Darah - Sihir Perempuan, Intan Paramaditha
Bab 10 : Darah
Bab ke sepuluh yang menceritakan tentang sebuah gadis yang ditinggal ibunya meninggal saat ia masih kecil saat melahirkan adiknya. Ibunya maupun adiknya meninggal dunia karena tak selamat. Ia mengalami menstruasi jauh lebih dahulu daripada teman - teman lainnya di sekolah. Setelah ibunya meninggal, ia sering di ceramahi oleh Ustadzah, seorang teman ayahnya, untuk membahas hal - hal perempuan. Ia dulunya selalu merasa malu karena menstruasinya, terutama saat darahnya tembus di rok putihnya.
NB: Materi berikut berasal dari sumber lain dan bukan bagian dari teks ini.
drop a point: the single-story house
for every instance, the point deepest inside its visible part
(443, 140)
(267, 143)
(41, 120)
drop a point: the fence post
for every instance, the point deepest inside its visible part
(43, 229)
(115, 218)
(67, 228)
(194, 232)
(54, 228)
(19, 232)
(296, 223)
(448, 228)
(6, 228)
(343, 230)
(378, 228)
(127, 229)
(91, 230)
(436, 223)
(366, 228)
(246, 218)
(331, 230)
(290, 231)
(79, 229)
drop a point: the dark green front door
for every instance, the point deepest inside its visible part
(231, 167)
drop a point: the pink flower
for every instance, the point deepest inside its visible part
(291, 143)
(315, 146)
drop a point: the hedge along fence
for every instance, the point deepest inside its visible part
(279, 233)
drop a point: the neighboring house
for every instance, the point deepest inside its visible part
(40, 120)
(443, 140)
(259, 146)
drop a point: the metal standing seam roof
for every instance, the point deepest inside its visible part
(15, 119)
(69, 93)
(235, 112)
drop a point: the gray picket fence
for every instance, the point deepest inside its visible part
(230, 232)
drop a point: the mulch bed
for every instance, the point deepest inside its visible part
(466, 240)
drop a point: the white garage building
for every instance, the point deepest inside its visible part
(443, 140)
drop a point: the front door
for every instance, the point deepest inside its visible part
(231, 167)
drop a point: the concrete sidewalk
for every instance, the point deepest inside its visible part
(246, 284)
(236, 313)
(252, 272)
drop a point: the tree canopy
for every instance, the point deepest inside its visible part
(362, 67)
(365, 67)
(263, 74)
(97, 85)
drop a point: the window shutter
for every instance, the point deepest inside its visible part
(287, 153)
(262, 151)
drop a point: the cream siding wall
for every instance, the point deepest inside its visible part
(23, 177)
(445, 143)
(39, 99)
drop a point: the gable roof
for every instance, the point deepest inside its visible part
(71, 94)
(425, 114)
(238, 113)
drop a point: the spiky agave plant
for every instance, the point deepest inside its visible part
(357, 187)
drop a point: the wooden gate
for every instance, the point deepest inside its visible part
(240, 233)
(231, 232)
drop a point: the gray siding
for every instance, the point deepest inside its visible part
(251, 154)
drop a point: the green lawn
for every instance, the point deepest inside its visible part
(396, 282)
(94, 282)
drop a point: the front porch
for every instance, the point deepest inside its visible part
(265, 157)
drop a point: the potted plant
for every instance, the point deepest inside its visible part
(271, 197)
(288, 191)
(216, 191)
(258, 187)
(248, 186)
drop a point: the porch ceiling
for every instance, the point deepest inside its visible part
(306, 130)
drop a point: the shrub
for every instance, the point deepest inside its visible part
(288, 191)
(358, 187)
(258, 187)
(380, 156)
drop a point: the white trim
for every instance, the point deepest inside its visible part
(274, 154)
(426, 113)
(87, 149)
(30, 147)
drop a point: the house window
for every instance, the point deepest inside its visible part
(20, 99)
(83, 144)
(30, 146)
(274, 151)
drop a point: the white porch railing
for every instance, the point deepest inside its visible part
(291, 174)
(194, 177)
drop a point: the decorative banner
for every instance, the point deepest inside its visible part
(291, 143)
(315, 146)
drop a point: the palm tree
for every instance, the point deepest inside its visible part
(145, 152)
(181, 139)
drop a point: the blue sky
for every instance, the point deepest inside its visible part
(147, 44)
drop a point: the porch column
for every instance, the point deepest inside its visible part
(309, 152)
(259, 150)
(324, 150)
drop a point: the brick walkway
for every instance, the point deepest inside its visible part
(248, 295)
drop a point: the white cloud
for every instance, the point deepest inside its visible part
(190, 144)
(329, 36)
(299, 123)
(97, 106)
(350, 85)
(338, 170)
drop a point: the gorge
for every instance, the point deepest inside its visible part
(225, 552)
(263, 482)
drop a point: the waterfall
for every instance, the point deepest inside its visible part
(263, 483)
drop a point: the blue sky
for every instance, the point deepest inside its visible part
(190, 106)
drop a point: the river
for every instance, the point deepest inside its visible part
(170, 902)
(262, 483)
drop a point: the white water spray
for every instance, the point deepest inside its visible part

Sebagai semi - pengganti ibunya, Ustadzah memberikan banyak sekali nasihat - nasihat, terutama soal kewanitaan. Sehingga, saat ia tak ada ibunya, ia masih mempunyai seseorang untuk bercerita atau mendiskusikan tentang hal - hal yang terkait dengan menstruasi. Ustadzah memberi tahu bahwa ia harus mencuci celana dalamnya sendiri dan setiap pembalut yang telah dipakai, harus di cuci sebelum membungkus dengan koran. Tentunya, seorang gadis sepertinya akan terheran - heran, mengapa harus begitu? Maka Ustadzah pun menjelaskan bahwa terdapat sebuah kisah dimana ada seorang wanita yang mengganti pembalut di sebuah WC umum. karena terburu - buru, wanita itu lupa mencuci pembalutnya dan langsung membuang ke tempat sampah. Sesampainya ia diluar, ia baru teringat bahwa cincinnya tertinggal di dalam. Saat ia berlari kembali ke dalam WC umum itu untuk mengambil cincinnya, terdapat seorang perempuan berambut panjang yang sedang menjongkok, yang sedang menjilati pembalut yang dipadati darah. Maka dari penjelasan Ustadzah mengenai menstruasi, gadis itu menganggap bahwa menstruasi dalah hal yang berkaitan dengan darah, dosa, tubuh kotor, dan semacamnya.
Saat ia bertumbuh dewasa, ia mulai mengelani hubungan seksual antara pria. Ia pun memutuskan untuk melakukan IUD, yaitu salah satu metode untuk mencegah kehamilan. Setelah melakukan IUD ia berdarah tambah banyak, banyak sekali. Singkat cerita, karena beberapa hal tertentu, ia memutuskan untuk mengundurkan diri dari pekerjaannya. Setelah ia meminta ijin untuk berhenti kerja, ia memasuki toilet kantor. Saat ia membuka salah satu pintu toiletnya, terdapat seorang perempuan disana. Ia terkejut karena perempuan itu adalah perempuan yang berambut panjang, seperti yang dicertiakan oleh Ustadzah. Lagi lagi, perempuan itu tengah menjilati darah yang ada di pembalut. Gadis ini tak merasa takut sama sekali, malah ia begitu ingin untuk melihat wajah perempuan itu.
Cerita di dalam bab 10 ini tak terlalu panjang, namun tak terlalu pendek juga. Terdapat beberapa hal yang terdengar mistis di cerita, namun tetap dapat dikaitkan dengan kehidupan nyata sehari - hari. Ustadzah mengajari gadis itu untuk mencuci pakaian dalamnya sendiri, dan membersihkan pembalut yang telah dibagai sebelum dibungkus dengan koran dan mengkaitkannya dengan seorang perempuan yang menjilati darah. Di dalam kehidupan nyata ini, hal itu dapat diterapkan, namun bukan supaya perempuan itu tidak menjilati darah dari bekas pembalut kita, namun agar kita menjadi seseorang yang bersih dan tidak jorok. Sangat menarik jika sesuatu yang mistis dapat dikaitkan juga dengan hal - hal yang bisa diterapkan sehari - hari. Alur yang digunakan di dalam cerita ini merupakan alur campuran. Karena, awalnya memang alur dari cerita ini maju, Namun sampai tengah - tengah cerita, terdapat beberaapa momen dimana tokoh utamanya mengalami flashback akan masa - masa kecilnya, namun lanjut lagi dengan alur maju. Karena itulah bisa dibilang bahwa alur di dalam cerita ini adalah alur campuran.